Cultural do’s-and-don’ts aside, there’s one huge plus to pranking in Thailand: It’s a far less litigious country than America. Saranae is free to kidnap celebrities, scare the hell out of them and simply apologize their way out of repercussions.
Though livid, Mum, the actor tricked into the taxi hell ride, later accepted Saranae’s flurry of apologetic bows on Thai television. There were conditions: Mum forced them to edit some of the cursing that made him appear “low class.” (In Thailand, public displays of fury are quite taboo.)
“We knew he’d never sue us,” McIntosh said. “Of course, in America, I would be sued. I’d lose my company. Actually, I’d probably go to jail.”
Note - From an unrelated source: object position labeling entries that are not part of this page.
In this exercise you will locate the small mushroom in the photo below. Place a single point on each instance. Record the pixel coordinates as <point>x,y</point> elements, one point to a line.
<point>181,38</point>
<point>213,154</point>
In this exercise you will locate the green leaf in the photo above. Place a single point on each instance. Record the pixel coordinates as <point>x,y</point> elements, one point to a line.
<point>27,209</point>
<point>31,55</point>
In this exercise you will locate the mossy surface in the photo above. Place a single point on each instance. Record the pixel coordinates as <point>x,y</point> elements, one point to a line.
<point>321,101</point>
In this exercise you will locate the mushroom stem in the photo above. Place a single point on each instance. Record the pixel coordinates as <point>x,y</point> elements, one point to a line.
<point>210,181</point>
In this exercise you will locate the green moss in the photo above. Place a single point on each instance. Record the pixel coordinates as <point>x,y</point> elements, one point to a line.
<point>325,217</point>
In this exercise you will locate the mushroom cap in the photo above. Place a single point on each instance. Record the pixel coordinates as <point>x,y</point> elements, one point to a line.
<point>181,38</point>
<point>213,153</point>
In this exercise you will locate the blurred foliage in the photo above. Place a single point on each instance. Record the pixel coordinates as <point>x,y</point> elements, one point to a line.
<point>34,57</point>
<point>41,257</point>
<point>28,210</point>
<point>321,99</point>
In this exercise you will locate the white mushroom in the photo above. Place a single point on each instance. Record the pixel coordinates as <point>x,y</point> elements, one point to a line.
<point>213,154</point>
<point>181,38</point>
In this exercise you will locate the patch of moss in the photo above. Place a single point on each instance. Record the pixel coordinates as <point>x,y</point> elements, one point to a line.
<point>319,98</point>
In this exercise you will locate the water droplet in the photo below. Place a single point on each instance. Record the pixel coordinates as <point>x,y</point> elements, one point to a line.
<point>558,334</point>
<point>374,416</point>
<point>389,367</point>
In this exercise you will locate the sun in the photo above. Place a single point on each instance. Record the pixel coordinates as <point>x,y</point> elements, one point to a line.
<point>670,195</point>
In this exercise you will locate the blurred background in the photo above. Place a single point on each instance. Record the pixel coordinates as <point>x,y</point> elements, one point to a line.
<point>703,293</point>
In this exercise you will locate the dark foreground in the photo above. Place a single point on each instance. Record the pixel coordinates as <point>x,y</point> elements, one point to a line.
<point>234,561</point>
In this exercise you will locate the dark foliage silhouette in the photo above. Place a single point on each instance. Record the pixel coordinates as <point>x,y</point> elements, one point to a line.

Saranae’s rules are also shaped by trial and error. Targeting strangers was ruled out after a wayward TV stunt in which the pranksters acquired a public bus and picked up unsuspecting commuters. When elderly passengers boarded, they’d run the standard route. But when younger passengers would board, the comedians would feign bombings.
“We thought we’d put a little rainbow color in their life,” McIntosh said. Instead, the outcry nearly forced them to shut down the company.
Energized by their surprise domestic success, Saranae has decided to submit the film to the Cannes Film Festival and possibly market it internationally under the title, “God Bless the Interns.”
Meanwhile, Saranae prankster Hoi has been creeping into theaters to soak up Thai moviegoers’ reactions. Between fits of laughter, many will mutter that the comedians are “evil” or call them monitor lizards, a rather poisonous Thai put-down.
“At first, I thought, ‘Wow, maybe we really are evil backstabbers,’” Hoi said. “But wouldn’t you believe it? Pretty soon our front desk was crowded with people applying to work for us. They want to prank people too.”